OpenEnv Benchmark

IT Helpdesk Operations Environment

A multi-step benchmark for operational AI agents. Each episode contains helpdesk or security tickets that require evidence gathering, policy checks, and a safe final action such as unlock, revoke, deny, or escalate.

Open API Docs Task Catalog Manifest Session Summary Health

Easy

Routine IT helpdesk cases focused on account recovery, VPN restoration, approved SaaS access, and license assignment.

Cases: 5

Baseline: 0.94

Medium

Moderately complex support cases involving policy checks, travel-risk interpretation, department transfers, and escalation boundaries.

Cases: 5

Baseline: 0.90

Hard

High-stakes operational cases covering offboarding failures, probable compromise, unmanaged devices, production data access, and audit-driven remediation.

Cases: 7

Baseline: 0.89

Security

Security-heavy cases involving compromise signals, leaked credentials, offboarding drift, phishing, and unsafe data-handling requests.

Cases: 6

Baseline: 0.90

Agent Workflow

Investigate: use identity, device, policy, knowledge-base, or login-risk lookups.
Interpret: combine the revealed facts with the user ticket and escalation boundaries.
Act safely: resolve, deny, revoke, or escalate with a clear customer-facing response.

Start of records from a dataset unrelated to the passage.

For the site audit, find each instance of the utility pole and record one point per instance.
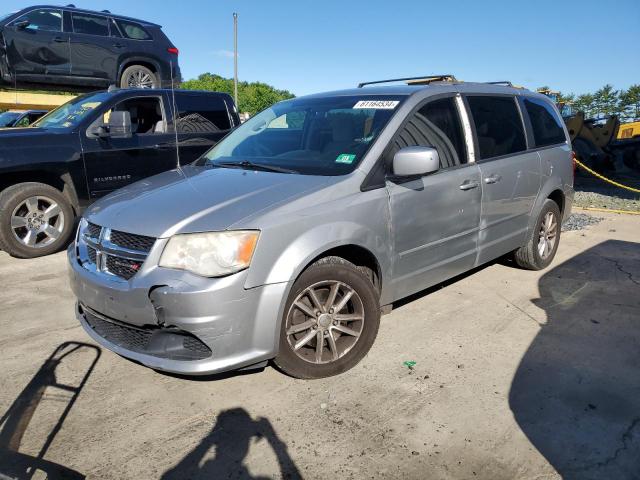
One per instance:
(235, 58)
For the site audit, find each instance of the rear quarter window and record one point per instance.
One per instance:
(498, 125)
(547, 127)
(134, 31)
(201, 114)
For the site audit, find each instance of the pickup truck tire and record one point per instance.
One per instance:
(543, 240)
(35, 220)
(139, 76)
(330, 320)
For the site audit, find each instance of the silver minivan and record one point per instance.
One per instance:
(289, 238)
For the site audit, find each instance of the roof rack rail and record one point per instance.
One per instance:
(424, 80)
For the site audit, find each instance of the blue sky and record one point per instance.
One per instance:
(310, 46)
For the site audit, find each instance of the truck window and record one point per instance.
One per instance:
(90, 24)
(146, 115)
(546, 126)
(498, 125)
(437, 124)
(201, 114)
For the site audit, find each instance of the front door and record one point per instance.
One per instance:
(510, 174)
(434, 219)
(94, 53)
(37, 45)
(112, 163)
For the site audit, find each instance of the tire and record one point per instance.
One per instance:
(35, 220)
(529, 256)
(341, 348)
(138, 76)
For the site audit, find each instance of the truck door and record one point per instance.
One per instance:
(37, 45)
(112, 163)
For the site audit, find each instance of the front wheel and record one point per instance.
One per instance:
(331, 320)
(35, 220)
(138, 76)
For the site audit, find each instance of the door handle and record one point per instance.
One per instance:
(492, 179)
(469, 185)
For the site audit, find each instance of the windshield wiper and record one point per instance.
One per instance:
(246, 165)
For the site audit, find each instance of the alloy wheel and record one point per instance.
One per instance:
(37, 222)
(548, 235)
(325, 322)
(139, 79)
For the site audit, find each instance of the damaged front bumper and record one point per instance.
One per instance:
(178, 322)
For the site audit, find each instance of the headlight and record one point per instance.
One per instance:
(211, 254)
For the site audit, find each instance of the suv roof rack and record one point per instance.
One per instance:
(424, 80)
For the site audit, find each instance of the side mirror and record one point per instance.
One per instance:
(120, 124)
(415, 161)
(22, 24)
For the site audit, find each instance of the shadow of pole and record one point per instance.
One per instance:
(231, 436)
(576, 392)
(16, 420)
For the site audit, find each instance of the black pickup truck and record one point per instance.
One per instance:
(94, 144)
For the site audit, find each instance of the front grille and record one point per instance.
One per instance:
(93, 230)
(122, 267)
(175, 344)
(132, 241)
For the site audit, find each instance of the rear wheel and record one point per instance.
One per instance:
(35, 220)
(543, 240)
(331, 320)
(138, 76)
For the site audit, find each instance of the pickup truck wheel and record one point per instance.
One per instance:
(137, 76)
(35, 220)
(543, 241)
(331, 320)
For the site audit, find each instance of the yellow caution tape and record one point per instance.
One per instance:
(610, 210)
(602, 177)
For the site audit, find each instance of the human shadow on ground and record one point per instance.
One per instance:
(231, 438)
(576, 392)
(72, 361)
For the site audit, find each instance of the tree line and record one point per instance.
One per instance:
(607, 101)
(253, 97)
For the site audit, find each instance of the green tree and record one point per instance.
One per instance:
(630, 104)
(253, 97)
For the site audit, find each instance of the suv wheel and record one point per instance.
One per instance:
(35, 220)
(331, 320)
(543, 241)
(137, 76)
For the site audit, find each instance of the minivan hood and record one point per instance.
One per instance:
(197, 199)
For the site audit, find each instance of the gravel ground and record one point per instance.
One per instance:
(580, 221)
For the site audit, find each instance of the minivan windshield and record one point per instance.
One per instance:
(312, 136)
(73, 112)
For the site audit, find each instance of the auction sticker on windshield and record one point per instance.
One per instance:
(377, 104)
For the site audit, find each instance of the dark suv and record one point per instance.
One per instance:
(70, 46)
(92, 145)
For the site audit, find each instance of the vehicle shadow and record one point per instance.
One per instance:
(231, 439)
(576, 392)
(57, 383)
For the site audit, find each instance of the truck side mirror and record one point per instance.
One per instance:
(22, 24)
(415, 161)
(120, 124)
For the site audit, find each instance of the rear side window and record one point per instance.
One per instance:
(201, 114)
(498, 125)
(133, 30)
(546, 126)
(90, 24)
(437, 124)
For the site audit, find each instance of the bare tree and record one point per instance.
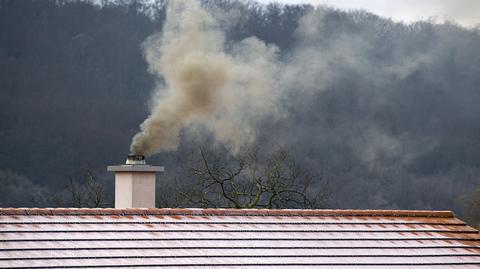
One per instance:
(247, 180)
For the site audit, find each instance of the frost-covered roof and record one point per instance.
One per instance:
(235, 238)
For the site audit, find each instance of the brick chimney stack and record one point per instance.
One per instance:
(135, 183)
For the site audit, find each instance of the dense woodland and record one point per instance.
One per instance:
(391, 119)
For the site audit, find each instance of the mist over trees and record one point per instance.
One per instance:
(387, 113)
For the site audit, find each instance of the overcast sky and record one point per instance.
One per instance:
(465, 12)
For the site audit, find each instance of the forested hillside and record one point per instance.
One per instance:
(387, 113)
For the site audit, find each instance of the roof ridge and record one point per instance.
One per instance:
(227, 212)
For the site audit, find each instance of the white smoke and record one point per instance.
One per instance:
(227, 91)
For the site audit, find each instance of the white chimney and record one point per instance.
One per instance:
(135, 183)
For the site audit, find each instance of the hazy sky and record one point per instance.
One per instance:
(465, 12)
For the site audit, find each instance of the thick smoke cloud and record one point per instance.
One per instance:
(206, 85)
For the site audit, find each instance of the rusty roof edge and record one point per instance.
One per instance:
(225, 212)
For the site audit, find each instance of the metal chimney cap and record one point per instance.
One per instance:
(135, 159)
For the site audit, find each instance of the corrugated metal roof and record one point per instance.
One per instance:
(235, 238)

Why This Benchmark Is Useful

Multi-step operational reasoning instead of one-shot classification.
Deterministic grading with evidence quality, resolution quality, and safety quality.
Coverage across identity, endpoint, SaaS access, incident response, and data-handling cases.

Start with POST /reset?task_name=easy, inspect the active ticket, then send a single operation to POST /step until the case is resolved or escalated.